Johann Sebastian Bach’s goal as a composer was to evoke the presence of God. Athalia Cope, who has sung in the Winter Park choir for 59 years, compares the Baroque master to an artisan blending consummate craftsmanship with a priceless matrix: “The way he combines and weaves the lines together—it’s like braiding something made of gold.”
Few would deny the power of 180 passionate souls projecting every vowel and consonant to make Knowles Chapel resonate with some of the Western world’s most revered compositions. For classical music lovers, it’s a dream. For infectious disease specialists, it’s a nightmare.
Scores of singers mightily enunciating in an enclosed space is an ideal setting for a so-called super-spreader event, such as a Washington state choir practice that infected 52 people with the coronavirus.
Stories like that are the reason studies are underway about the volume and range of droplets and finer aerosol mists that singers emit—and why the artistic director and conductor of the Bach choir has spent a summer of sleepless nights.
“I lie in bed at night thinking about it,” says John Sinclair. “I have programmed and re-programmed this season in my head a dozen times over.”
Beverly Slaughter, a soprano who has sung in the orchestra for 45 years, says, “We want to sing. We love the music. But let’s face it: We’re a Petri dish.”
Sinclair consulted with an array of medical professionals—several of them choir members—and designed a tentative season that will entail online concerts and rehearsals, outdoor performances featuring singers who’ll wear masks and be distanced from each other instead of standing shoulder to shoulder, and music made for smaller choral groups. He’d restrict the number of audience members at any performance at Knowles Chapel from the usual crowd of hundreds to just 50, and stream the concert online.
It would have been simpler to cancel the season or put everything online.

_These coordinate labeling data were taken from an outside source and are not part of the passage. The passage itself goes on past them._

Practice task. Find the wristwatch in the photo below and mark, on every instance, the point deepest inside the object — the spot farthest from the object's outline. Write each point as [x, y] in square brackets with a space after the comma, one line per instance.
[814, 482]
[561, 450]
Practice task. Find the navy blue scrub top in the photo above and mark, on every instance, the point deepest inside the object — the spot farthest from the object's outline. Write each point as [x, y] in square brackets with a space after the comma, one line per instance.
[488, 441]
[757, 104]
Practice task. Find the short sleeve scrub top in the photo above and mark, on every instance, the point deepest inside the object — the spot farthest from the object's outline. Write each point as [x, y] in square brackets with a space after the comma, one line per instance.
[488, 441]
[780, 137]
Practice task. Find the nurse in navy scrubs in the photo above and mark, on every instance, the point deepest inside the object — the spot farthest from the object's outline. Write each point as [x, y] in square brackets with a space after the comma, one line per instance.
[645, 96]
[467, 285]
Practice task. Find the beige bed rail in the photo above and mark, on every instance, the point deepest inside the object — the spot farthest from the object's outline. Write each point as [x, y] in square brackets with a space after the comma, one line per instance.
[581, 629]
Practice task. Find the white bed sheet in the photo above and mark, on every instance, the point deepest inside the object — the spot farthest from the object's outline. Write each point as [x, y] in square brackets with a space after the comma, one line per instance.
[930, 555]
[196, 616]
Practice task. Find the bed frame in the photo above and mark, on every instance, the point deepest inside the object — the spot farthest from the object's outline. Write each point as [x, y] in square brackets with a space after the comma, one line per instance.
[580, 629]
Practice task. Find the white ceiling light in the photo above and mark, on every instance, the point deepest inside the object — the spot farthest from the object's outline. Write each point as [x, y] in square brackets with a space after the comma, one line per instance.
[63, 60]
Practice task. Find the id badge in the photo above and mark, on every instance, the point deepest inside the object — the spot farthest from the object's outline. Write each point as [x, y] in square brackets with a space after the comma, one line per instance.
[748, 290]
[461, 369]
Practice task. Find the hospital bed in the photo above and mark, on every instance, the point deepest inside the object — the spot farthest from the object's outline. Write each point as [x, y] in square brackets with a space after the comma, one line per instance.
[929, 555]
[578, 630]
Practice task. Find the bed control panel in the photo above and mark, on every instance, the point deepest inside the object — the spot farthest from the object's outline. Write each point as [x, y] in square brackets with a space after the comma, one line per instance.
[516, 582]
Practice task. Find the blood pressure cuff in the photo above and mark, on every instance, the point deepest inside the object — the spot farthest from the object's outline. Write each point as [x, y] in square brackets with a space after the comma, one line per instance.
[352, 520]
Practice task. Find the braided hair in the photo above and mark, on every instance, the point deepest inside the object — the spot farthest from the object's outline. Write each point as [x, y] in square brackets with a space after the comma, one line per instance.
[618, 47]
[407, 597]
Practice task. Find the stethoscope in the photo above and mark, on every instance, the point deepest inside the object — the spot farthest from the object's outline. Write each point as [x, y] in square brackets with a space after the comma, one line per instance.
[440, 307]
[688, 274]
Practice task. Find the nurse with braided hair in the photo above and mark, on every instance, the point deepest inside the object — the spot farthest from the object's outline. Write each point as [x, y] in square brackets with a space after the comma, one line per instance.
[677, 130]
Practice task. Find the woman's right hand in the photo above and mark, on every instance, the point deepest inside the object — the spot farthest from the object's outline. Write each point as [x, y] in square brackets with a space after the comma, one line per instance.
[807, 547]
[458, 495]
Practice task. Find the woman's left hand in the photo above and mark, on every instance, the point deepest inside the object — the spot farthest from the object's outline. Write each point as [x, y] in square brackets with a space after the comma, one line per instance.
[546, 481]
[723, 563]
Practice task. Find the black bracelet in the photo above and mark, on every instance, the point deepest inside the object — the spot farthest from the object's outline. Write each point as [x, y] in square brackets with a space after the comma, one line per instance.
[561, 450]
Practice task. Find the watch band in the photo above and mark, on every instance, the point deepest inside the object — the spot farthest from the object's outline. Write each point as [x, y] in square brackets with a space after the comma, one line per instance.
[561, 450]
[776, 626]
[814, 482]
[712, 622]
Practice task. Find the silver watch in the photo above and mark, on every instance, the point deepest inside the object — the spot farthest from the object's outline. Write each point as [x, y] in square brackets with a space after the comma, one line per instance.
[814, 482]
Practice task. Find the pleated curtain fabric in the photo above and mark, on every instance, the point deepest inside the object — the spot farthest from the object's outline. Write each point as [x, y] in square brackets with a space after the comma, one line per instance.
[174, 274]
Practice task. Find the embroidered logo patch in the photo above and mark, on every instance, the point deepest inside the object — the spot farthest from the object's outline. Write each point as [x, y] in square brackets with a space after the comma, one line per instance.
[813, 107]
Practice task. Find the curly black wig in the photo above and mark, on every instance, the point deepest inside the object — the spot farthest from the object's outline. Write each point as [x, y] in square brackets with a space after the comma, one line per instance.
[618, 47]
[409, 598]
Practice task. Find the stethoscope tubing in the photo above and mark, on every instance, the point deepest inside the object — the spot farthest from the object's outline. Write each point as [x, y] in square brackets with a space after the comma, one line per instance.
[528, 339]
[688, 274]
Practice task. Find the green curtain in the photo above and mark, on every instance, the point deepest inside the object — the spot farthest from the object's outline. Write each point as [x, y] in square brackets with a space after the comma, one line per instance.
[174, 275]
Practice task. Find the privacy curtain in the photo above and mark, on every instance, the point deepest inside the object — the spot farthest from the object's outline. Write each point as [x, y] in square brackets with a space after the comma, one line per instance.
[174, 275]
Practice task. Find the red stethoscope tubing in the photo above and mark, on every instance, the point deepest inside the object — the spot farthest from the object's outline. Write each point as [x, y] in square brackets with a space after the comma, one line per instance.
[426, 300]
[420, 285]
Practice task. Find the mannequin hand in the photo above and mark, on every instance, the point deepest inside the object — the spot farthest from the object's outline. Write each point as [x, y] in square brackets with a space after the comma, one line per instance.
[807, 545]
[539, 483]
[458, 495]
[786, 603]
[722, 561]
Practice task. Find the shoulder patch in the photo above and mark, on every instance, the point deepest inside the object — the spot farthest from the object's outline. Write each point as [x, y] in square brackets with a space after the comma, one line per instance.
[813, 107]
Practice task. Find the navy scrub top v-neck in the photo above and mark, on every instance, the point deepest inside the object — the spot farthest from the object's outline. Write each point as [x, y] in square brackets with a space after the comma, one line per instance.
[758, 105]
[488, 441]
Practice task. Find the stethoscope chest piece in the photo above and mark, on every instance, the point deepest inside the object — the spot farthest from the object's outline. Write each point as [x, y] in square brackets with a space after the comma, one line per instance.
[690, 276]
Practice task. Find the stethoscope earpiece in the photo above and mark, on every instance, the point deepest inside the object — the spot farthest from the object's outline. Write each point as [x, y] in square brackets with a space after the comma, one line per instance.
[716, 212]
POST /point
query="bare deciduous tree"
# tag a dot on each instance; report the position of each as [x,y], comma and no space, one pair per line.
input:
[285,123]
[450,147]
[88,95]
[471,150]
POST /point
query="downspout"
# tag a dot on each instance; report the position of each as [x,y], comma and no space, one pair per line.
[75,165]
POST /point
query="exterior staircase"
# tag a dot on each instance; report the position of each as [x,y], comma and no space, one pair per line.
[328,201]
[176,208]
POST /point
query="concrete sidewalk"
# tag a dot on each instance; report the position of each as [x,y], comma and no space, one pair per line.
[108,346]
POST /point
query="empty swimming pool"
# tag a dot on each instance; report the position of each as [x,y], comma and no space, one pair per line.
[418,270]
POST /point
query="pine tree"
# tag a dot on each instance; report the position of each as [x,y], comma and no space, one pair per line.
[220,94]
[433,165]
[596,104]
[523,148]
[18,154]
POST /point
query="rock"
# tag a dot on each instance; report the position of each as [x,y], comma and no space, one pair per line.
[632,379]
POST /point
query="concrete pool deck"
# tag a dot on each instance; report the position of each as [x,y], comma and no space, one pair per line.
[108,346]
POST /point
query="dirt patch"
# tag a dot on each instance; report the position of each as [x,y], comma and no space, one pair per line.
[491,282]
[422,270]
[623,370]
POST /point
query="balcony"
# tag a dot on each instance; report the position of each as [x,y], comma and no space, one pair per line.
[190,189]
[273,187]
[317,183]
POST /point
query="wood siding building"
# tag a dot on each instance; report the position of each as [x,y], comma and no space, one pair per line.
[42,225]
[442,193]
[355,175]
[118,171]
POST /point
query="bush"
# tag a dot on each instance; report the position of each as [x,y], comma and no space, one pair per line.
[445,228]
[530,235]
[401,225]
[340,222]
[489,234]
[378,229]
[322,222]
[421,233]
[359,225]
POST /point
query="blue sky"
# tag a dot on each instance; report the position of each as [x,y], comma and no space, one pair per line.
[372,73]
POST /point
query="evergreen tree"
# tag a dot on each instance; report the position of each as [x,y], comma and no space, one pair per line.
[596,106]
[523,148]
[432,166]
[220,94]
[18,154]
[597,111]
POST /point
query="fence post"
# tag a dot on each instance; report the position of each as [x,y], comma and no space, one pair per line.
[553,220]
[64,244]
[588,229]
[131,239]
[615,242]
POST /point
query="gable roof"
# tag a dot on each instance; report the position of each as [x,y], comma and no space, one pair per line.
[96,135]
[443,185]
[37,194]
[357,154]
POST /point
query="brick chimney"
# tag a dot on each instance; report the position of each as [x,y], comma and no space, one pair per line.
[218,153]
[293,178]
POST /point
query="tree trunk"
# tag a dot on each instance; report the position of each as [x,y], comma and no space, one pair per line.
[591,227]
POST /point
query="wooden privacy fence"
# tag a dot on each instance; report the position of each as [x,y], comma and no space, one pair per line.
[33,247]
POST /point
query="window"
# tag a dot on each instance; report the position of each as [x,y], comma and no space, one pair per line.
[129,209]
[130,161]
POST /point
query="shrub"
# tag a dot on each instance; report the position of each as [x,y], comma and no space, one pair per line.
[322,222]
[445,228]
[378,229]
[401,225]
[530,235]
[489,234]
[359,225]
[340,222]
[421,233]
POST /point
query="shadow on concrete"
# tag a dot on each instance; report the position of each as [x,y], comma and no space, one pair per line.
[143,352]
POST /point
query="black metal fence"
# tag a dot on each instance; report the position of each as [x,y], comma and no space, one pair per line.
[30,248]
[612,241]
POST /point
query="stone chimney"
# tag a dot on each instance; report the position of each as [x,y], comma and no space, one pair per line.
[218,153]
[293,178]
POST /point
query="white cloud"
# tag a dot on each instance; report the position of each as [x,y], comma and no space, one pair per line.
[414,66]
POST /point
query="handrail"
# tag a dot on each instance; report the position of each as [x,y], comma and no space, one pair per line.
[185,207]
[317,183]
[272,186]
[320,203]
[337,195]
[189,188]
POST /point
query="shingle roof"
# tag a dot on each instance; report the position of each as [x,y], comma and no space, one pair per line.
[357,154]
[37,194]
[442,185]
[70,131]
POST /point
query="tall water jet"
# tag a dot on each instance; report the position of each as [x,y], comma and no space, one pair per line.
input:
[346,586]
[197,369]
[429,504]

But Sinclair is not that kind of person. The choir, like every other arts organization in town, needs to perform in order to survive; and you can set aside whatever frilly preconceptions you might have about classical music and those who perform it.
“The bond that we have—it’s hard to describe,” says choir member Jodi Tassos. “When you sing with a large group, you are creating something bigger than any single one of you.”
We need art, and artists need art. Art, said Picasso, “washes away from the soul the dust of everyday life.”
Tassos directs a smaller Bach Society offshoot: the Young at Heart Chorale, a group of amateur singers, 55 and over. Recently, after telling them that for safety’s sake they wouldn’t be singing together for some time, she gave them a piece of advice you may find useful yourself these days, whether or not you can carry a tune in a bucket.
“I tell them to keep on singing,” she says, “even if it’s only to yourself.”